The Town of Batavia Planning Board is claiming it was victimized by a “lack of transparency” during discussions with Conifer Realty LLC about the income levels for prospective tenants at the recently opened Big Tree Glen apartment complex at 3727 W. Main Street Road.
In a meeting with a team of Conifer officials Tuesday night, planners said they were led to believe that middle-income individuals and families would be able to rent the 56 one-, two- and three-bedroom apartments that were constructed as part of a joint venture by Conifer, a Rochester firm, and United Memorial Medical Center.
“This is not a medium-income (arrangement),” Paul Marchese said. “This is truly a low-income facility.”
Marchese said that planners were concerned over the impact upon the town and the Pembroke Central School District.
“There would be an influx of kids not paying into the tax base, and we were concerned about that. This is not what was portrayed. The transparency was not there and that is what bothered me the most.”
Conifer vice presidents Sandy Gorie and Cheryl Stulpin offered apologies for the miscommunication, but Gorie was quick to add that “this is not market-based housing.”
“We run into this challenge in all the communities we go to,” Gorie said. “It’s all public knowledge; we have to go through the state (Homes and Community Renewal).”
In Phase I of the development, 34 of the 56 units are being occupied by those making 50 percent of the county’s average median income ($64,500 for a family of four) and the other 22 are being rented by those at the 60-percent level.
For Phase II, which could see construction next summer pending funding approvals, half of the proposed 40 apartments would be rented to those at 90 percent of the AMI, while eligibility for the other half would be set at the 60-percent and 50-percent levels, said Paul Marfione, project director.
Gorie said the state is allowing Conifer to use the 90-percent criteria due to higher than anticipated income levels in Genesee County.
The planning board also brought up the fact that a sex offender was allowed to rent an apartment.
Gorie said her company screens 11,0000 applicants each year and this was only the second time that this happened.
“Management did make a mistake, the site staff alerted its supervisor, a termination notice was sent and the resident vacated the property,” she said. “Since then we have revisited our policy and will be submitting (screenings) through our compliance department.”
“It’s important that you know that Conifer is in this for the long haul. We’ve been doing this for 40 years.”
Following the meeting, Planning Board Chairperson Kathy Jasinski said she appreciated Conifer sending people with “such expertise to meet with us and answer all our questions.”
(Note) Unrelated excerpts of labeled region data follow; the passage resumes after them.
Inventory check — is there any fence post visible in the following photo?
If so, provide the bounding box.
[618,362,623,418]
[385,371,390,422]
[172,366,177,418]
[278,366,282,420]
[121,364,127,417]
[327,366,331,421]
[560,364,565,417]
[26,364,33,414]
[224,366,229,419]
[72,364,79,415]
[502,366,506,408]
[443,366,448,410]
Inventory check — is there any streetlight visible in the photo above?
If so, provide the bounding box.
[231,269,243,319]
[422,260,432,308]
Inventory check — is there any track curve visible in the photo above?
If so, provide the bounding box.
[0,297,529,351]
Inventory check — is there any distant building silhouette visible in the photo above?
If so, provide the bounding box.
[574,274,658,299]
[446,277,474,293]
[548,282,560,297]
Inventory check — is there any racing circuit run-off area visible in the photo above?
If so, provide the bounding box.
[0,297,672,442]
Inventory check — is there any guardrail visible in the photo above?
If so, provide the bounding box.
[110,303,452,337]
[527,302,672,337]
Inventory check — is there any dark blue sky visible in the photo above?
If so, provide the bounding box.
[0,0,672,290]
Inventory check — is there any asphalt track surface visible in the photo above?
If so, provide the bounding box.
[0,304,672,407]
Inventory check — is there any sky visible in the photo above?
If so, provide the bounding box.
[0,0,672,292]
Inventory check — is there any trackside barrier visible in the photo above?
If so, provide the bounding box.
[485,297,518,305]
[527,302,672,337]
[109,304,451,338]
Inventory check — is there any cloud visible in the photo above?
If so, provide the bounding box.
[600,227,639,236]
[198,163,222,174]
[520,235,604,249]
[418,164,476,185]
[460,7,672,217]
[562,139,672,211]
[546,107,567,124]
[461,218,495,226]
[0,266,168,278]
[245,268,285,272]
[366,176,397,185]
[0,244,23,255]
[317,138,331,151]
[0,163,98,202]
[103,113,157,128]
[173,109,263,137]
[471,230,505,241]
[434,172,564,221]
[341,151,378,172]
“I am comfortable with the project and look forward to Phase II,” she said.
In other action, the Planning Board:
-- Approved a site plan review for Oakfield Hospitality LLC, a company headed by Ash Patel that is getting ready to build a four-story, 64-room Fairfield Inn & Suites at Gateway I Corporate Park off Route 98 near the Thruway interchange.
“This is the final discretionary approval from the town,” said Sean Hopkins, of Williamsville, attorney for the developer, who also owns a Holiday Inn Express and Hampton Inn in the same vicinity.
Hopkins said engineers have determined that the hotel’s footprint will have to be moved 18-20 feet to the west to account for an 18-foot easement. This opens the way for a subdivision of the property, which would be subject to another review process.
Town Engineer Steve Mountain said concerns over traffic on Route 98 turning left into the industrial park have been alleviated thanks, in part, to an independent traffic analysis.
Patel said he hopes to have the hotel open next fall. He would not say whether he plans to build another hotel next to the Fairfield Inn, but is keeping his options open for “future development.”
-- Approved a state environmental quality review and site plan review for the 21,000-square-foot (140x150) L&M Specialty Fabrication metal fabrication facility at East Saile Drive and Bank Street in the Town of Batavia, contingent upon the settlement of a few engineering issues.
Contractor David Tufts said it will be a steel-frame building, with the main entrance off East Saile Drive. The owners, Lee Shuknecht and Matt Geissler, have purchased 300 acres and plan to situate the facility 480 feet west of the intersection.
Planners urged Shuknecht to plant some trees and consider landscaping.
“It’s a big project for us,” he replied. “We want to keep it looking nice.”
The manufacturing and repair business received a $200,000 loan from the Growing the Agriculture Industry Now fund to purchase equipment.
-- Approved a site plan review from East Saile Properties LLC to build a 2,936-square-foot addition to an existing tractor-trailer repair shop at 4736 E. Saile Drive in the Town of Batavia.
A SEQR was not needed because the owner produced a letter from the state Department of Environmental Conservation stating that the project would not disturb any nearby wetlands.